Ask the Five Ws to Enhance Your Physical Identity and Access Management Program

As an organization, managing physical identity and access management is crucial to protecting people, assets and locations. As such, ensuring the highest level of security relies heavily on an organization’s ability to manage this critical process effectively and efficiently to establish accountability, ensure auditability and analyze current processes and procedures.

To develop a complete understanding of their physical identity and access management (PIAM) needs every organization, regardless of size or industry, needs to consider the 5 Ws of PIAM – Who, What, When, Where and Why.

If your organization is ready to review your PIAM processes here are the questions you need to ask:

 

1. WHO is allowed to enter a building or certain areas?
Identifying who can access your facilities, or specific areas within your facilities, is a critical first step for organizations trying to understand their PIAM processes. Asking questions such as: “Do employees other than IT department staff need to access our data center?” or “Do visitors access the R&D lab?” will create a deeper understanding of the operational realities of your organization and the people who need access to your facilities. With this understanding, you will then be able to categorize each facility and specific area from most restricted to open access. Thereby setting the policy framework for your PIAM program.

 

2. WHAT type of identity should they be assigned?
Once you have determined who can gain access to your facilities, the next step is to classify them into groups, such as employees, vendors, contractors, visitors, etc. This is an important step because identity is not only the information that helps establish who a person is, but it also determines someone’s relationship to your organization and the level of trust you as an organization should have for them. For example, someone identified as an Employee about whom much information is gathered should be given a much higher level of trust within an organization than a Visitor about whom very little is known.

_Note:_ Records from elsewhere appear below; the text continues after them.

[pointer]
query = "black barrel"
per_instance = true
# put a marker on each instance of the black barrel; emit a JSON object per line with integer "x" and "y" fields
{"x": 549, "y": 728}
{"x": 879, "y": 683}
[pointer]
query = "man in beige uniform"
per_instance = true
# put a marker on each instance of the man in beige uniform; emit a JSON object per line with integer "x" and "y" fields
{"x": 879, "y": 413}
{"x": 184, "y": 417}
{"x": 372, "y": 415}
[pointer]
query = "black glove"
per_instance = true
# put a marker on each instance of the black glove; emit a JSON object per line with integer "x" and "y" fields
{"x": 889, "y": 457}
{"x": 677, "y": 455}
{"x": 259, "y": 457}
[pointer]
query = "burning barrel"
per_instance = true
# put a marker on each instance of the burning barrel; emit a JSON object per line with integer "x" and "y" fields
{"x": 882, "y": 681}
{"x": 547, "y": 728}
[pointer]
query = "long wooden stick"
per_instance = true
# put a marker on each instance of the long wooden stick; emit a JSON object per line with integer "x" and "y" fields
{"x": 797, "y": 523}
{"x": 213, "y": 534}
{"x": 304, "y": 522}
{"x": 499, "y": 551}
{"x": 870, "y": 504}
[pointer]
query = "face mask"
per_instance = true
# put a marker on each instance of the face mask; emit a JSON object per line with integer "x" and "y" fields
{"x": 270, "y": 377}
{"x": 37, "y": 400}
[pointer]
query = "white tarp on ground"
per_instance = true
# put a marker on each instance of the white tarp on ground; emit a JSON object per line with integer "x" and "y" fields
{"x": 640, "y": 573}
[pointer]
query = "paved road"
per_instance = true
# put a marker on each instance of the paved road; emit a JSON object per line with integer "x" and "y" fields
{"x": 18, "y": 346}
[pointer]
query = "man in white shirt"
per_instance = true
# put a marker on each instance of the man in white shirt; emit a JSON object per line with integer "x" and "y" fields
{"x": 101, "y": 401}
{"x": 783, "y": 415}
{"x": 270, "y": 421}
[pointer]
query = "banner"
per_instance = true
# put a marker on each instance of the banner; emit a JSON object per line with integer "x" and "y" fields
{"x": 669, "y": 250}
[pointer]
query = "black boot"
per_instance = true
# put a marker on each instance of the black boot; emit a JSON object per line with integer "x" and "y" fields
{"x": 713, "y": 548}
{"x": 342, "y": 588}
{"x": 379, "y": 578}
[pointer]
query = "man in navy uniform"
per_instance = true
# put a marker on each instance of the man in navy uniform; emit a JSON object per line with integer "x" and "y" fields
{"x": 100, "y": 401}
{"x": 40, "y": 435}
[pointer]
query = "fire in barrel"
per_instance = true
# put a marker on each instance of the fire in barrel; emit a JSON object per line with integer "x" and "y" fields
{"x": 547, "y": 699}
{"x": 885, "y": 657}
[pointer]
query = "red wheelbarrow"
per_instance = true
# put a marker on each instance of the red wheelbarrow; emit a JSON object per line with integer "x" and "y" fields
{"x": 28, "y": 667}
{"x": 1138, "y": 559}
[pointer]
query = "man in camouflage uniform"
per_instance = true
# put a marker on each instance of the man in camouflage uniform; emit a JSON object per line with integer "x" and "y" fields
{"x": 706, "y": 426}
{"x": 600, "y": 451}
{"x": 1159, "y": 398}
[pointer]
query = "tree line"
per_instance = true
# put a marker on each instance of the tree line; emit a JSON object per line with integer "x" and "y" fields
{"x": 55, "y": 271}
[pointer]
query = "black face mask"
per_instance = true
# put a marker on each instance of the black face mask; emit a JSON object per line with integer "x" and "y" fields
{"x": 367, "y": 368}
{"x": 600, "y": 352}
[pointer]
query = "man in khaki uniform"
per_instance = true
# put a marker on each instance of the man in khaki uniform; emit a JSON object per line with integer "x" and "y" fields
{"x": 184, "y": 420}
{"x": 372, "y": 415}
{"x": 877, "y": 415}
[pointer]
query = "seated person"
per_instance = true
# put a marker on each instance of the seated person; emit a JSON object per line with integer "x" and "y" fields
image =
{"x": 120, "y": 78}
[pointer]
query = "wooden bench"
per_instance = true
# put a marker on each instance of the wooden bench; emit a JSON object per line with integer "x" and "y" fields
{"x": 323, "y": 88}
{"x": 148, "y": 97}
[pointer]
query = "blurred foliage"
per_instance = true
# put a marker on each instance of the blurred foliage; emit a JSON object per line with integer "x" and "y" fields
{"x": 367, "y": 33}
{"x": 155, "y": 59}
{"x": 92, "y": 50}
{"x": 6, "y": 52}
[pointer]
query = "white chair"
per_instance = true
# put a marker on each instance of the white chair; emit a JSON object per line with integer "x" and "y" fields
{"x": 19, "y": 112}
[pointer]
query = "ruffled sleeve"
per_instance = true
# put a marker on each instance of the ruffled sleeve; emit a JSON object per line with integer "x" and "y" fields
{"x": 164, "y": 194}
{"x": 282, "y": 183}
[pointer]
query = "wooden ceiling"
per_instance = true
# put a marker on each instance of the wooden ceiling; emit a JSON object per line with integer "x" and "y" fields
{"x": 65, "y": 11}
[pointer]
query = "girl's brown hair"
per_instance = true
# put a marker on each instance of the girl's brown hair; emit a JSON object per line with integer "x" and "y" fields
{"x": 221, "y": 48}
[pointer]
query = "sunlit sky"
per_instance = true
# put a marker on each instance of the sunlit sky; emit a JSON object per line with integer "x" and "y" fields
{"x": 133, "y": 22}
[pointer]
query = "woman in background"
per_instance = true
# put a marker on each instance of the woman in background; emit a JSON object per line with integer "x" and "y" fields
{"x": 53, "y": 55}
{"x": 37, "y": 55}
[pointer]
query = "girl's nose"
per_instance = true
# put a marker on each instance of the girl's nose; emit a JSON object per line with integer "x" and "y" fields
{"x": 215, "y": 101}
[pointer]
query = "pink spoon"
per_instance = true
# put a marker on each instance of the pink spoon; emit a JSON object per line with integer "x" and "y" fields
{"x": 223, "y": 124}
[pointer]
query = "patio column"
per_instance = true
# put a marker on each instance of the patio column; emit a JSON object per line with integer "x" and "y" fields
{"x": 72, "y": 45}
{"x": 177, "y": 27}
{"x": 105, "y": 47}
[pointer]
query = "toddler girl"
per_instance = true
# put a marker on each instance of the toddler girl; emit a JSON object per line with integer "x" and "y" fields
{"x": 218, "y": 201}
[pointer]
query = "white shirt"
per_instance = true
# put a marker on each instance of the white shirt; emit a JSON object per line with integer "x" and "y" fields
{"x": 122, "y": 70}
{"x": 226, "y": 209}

In addition to establishing someone’s relationship with an organization, identity types also allow you to understand and control access rights. It is important that organizations establish the criteria for each identity type’s access rights and the information required from them in order to grant access. For instance, a requirement for a Visitor could be that they must show a form of government-issued identification in order to gain access to a facility.

 

3. WHEN are they allowed access and for how long should their credentials be valid?
Now that you have organized your identities into types, it is important to establish the parameters for each type’s access – the times they can access your facilities and the length of time their credentials should be valid. While it is important to establish these for employees, it is extremely crucial to establish these parameters for contractors, visitors, and vendors. Due to the temporary nature of their relationship with an organization, they must have limited hours of access (e.g., 9 a.m. – 6 p.m., Monday through Friday). Additionally, the length of time their credential is valid needs to be tied to a specific period instead of being valid indefinitely (e.g., length of work contract).

 

4. WHERE are they allowed to enter, where have they attempted to enter, and where in the world are they at any given moment?
Due to disparate and siloed security systems, many organizations do not have a complete view of who is accessing their facilities. With data being stored in different systems that aren’t integrated – it is impossible to see the full, 360-degree view of an identity’s behavior. This incomplete view puts organizations at a greater risk from both outsider and insider attacks. When reviewing your PIAM program, it is an imperative to understand what data is being stored where and how to bring it together to view the entire lifecycle of your identities.

 

5. WHY have they been given particular access privileges (in other words, who approved their privileges)?
A common issue in many organizations is people with access to buildings and spaces where they have never been or no longer need to go. Rather than limiting access to specific areas, some organizations have a “one size fits all” approach – everyone gets the same access privileges to all locations by default no matter their role. This approach makes it easy for administrators – there are no approval processes or access requests to respond to – but it is a costly one for the organization in terms of exposure to risk. Furthermore, because everyone gets access to everything, there is no understanding as to who granted them their access privileges and why.

Instead of a “one size fits all” approach, organizations should establish a “least access privilege” policy. “Least access privilege” means giving people access to only the areas needed for their roles. Add to this approach the creation of approval process workflows that include required access guidelines and designated Area Owners to approve access requests. Doing this establishes a clear set of requirements for access as well as clearly delegates responsibilities for approving that access.

 

HOW Implementing a PIAM Software Solution Answers the 5Ws

Once organizations have answered the 5Ws of Physical Identity and Access Management it becomes increasingly clear that one more question needs answering – HOW do we address all of the identity and access management issues we have identified?

The solution is Quantum Secure’s SAFE Software Suite™. SAFE is policy-driven software that provides consistent control and management of the identities that enter your facilities – whether they are employees, contractors, vendors or visitors.

SAFE allows you to know who is accessing your facilities, organizing and managing them by identity type. SAFE ties all identity records of each individual to one identity, uniquely providing a 360-degree view of each identity. This gives organizations greater visibility for better identity management.

SAFE’s robust platform and unique policy and workflow engine empowers organizations to close common risk loopholes, automate tedious processes and maintain both internal and external compliance requirements. Benefits include greater efficiency and lower costs.

Given its capability to simplify, streamline and improve formerly inefficient and error-prone physical identity and access management processes, SAFE Software Suite™ is the answer to the who, what, when, where and why of physical identity and access management.